Implication of baseline levels and early changes of C-reactive protein for subsequent clinical outcomes of patients with rheumatoid arthritis treated with tocilizumab
- PMID: 32371387
- DOI: 10.1136/annrheumdis-2019-215987
Implication of baseline levels and early changes of C-reactive protein for subsequent clinical outcomes of patients with rheumatoid arthritis treated with tocilizumab
Abstract
Background: Rheumatoid arthritis (RA) is characterised by clinical joint swelling and elevation of acute phase reactant levels, typically measured by the C-reactive protein (CRP). Clinical and inflammatory responses are usually concordant, except for inhibition of IL-6, which often disproportionally reduces the CRP due to direct inhibition of its hepatic production. We investigated whether pre-treatment CRP is a useful marker that can guide a preferential treatment choice towards IL-6 inhibition.

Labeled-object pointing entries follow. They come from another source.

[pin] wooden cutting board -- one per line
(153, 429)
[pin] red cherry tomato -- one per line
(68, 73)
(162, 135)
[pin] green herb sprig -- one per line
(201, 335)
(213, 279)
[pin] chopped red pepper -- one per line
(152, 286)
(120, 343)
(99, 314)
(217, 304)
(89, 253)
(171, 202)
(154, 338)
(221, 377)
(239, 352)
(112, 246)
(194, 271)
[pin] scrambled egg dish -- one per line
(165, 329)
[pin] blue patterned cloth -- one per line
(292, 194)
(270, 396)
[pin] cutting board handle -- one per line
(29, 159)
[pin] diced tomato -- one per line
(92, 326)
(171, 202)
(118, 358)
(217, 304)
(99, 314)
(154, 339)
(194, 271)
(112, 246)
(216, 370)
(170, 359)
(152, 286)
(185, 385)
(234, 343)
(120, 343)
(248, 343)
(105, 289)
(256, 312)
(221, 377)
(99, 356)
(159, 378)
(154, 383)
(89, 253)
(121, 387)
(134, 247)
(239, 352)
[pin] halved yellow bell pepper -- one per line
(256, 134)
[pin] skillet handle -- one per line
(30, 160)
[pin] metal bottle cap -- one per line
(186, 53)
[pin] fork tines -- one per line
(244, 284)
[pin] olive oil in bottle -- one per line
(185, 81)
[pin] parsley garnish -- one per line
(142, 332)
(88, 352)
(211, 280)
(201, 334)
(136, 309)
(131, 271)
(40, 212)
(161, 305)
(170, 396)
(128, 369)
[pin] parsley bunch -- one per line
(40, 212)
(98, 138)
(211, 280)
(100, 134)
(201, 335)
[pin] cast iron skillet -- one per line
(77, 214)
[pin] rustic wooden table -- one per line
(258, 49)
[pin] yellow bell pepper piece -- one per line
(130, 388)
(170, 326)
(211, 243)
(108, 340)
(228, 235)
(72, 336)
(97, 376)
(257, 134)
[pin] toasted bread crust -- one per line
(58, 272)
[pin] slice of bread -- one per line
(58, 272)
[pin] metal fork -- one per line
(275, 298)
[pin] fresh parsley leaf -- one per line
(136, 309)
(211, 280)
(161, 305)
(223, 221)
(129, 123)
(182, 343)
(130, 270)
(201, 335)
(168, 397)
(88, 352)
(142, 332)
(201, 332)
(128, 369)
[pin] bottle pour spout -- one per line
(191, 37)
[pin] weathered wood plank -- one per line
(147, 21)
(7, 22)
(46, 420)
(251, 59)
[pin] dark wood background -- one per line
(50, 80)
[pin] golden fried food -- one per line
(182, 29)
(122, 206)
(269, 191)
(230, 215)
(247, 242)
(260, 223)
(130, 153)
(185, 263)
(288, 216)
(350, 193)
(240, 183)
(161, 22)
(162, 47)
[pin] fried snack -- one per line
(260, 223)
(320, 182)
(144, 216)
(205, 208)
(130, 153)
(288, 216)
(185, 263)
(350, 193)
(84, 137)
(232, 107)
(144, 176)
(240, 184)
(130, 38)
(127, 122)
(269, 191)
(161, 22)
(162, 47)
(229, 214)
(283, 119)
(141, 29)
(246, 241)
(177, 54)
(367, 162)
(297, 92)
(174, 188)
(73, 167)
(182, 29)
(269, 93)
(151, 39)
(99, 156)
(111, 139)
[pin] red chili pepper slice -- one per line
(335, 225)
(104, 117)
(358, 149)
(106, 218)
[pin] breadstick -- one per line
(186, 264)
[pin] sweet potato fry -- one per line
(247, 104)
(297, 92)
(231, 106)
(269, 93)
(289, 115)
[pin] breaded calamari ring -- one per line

Methods: Data of 1126 treatment courses with tocilizumab (TCZ; early RA), 250 courses of rituximab (RTX; established RA) and 249 courses of methotrexate (MTX; established RA) were analysed. We compared clinical disease activity index (CDAI) values and change along 24 weeks' follow-up to CRP values at baseline or its early change. We validated the results using data from a separate TCZ trial in early RA.
Results: CRP levels in the TCZ group on average dropped by 74% within 4 weeks. Patients who attained CDAI remission at 24 weeks on TCZ had the highest baseline CRP levels while patients in high disease activity had the lowest; this association was reverse in the RTX and MTX groups. TCZ patients who achieved remission at 24 weeks showed the largest reductions of CRP levels by week 4 compared with those reaching higher disease activity states. Early CRP non-response was indicative of a risk of not achieving clinical treatment goals (p=0.038).
Conclusion: Baseline CRP appears to have a positive association with reaching the therapeutic target on TCZ treatment, but is a negative predictor for RTX and MTX. Patients on TCZ without an early CRP response have a lower chance of achieving remission. CRP and its early course may inform, to some extent, the estimation of potential therapeutic success in patients with RA.
Keywords: disease activity; rheumatoid arthritis; treatment.
© Author(s) (or their employer(s)) 2020. No commercial re-use. See rights and permissions. Published by BMJ.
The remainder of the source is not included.